Il commissario europeo ai trasporti, Siim Kallas

QUELLO CHE È PASSATO – Quindi al momento verrà ancora permessa la concessione di contratti di servizio pubblico senza gara ed in maniera diretta. Rimangono i criteri di efficienza e qualità così come la durata del contratto in essere che dovrà, in caso di rinnovo, tenere conto della puntualità dei servizi, del rapporto costo-efficienza, della frequenza delle operazioni ferroviarie e della soddisfazione del cliente. El Khadraoui rivendica la presenza di un meccanismo di salvaguardia dei contratti di servizio pubblico. Un nuovo richiedente dovrà prima di entrare in servizio dimostrare il suo impatto sul pubblico vincolando l’accettazione alla fornitura di servizi extra, della capacità di generare reddito o di attirare i passeggeri.
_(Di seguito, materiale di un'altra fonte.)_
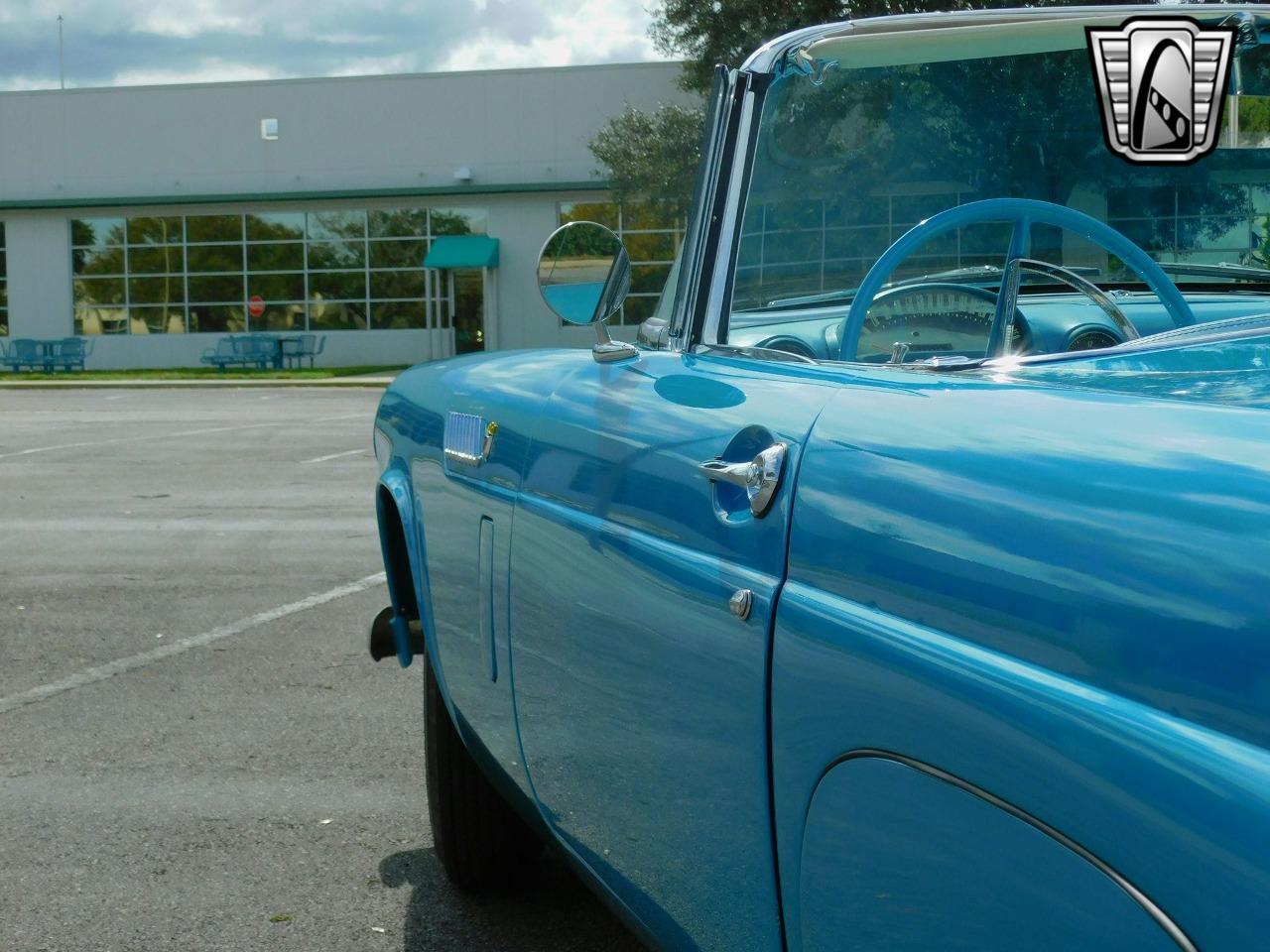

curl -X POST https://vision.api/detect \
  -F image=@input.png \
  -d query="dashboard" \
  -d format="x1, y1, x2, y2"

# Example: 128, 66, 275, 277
727, 283, 1270, 363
Passeggeri che, potenzialmente, avrebbero potuto godere di maggiore concorrenza e di un criterio meritocratico legato alla definizione del prezzo del biglietto, che sarebbe dipeso dal servizio offerto e non da una decisione del monopolista.

LE PROTESTE DI LAVORATORI DEL SETTORE – Ma questa non è la lettura dei sindacati che, nei giorni precedenti il voto, hanno manifestato il proprio dissenso fuori dal Parlamento. Nonostante l’obiettivo della riforma fosse quello di far passare la percentuale di viaggiatori su ferro dal sei al dieci per cento con la nascita di 250.000 posti di lavoro, per i rappresentanti dei dipendenti ferroviari di Francia, Belgio e Germania, la riforma avrebbe aperto a privatizzazioni che avrebbero mortificato i diritti dei lavoratori e gli interessi dei passeggeri. Inoltre i manifestanti protestavano contro un emendamento, poi respinto, che impegnava i lavoratori in caso di sciopero a garantire un alto livello di servizi minimi. L’Ansa ha ripreso la voce di Jean Sapin, dipendente del sindacato Cgt di Calais, nel nord della Francia, per il quale gli europarlamentari «vogliono liberalizzare le ferrovie europee, un’operazione che porterà tagli occupazionali e rischi per i passeggeri in termini di sicurezza».

UNA RIFORMA FIGLIA DI NESSUNO – Insieme ai manifestanti c’erano anche i rappresentanti di Sinistra Unita che hanno incolpato l’Unione di aver causato l’aumento dei biglietti ferroviari e la diminuzione delle tutele salariali e lavorative attraverso i tre pacchetti ferroviari precedenti, aggiungendo che questo avrebbe creato ancora più problemi ai lavoratori. Ora invece si assiste alla nascita di un provvedimento figlio di nessuno. I lavoratori sono contrari così come i promotori che ritengono come dal punto di vista politico il quarto pacchetto ferroviario sia stato, di fatto, snaturato. Ora toccherà all’Italia gestire la situazione, visto che la discussione verrà affrontata nel semestre di presidenza di Roma, e certo sembra difficile poter arrivare ad un punto in comune tra le parti. Da un lato i monopolisti che premono sugli europarlamentari, dall’altro i lavoratori ed in mezzo una riforma tradita che mostra come in Europa sia difficile arrivare a riforme sostanziali che consentano un reale cambiamento.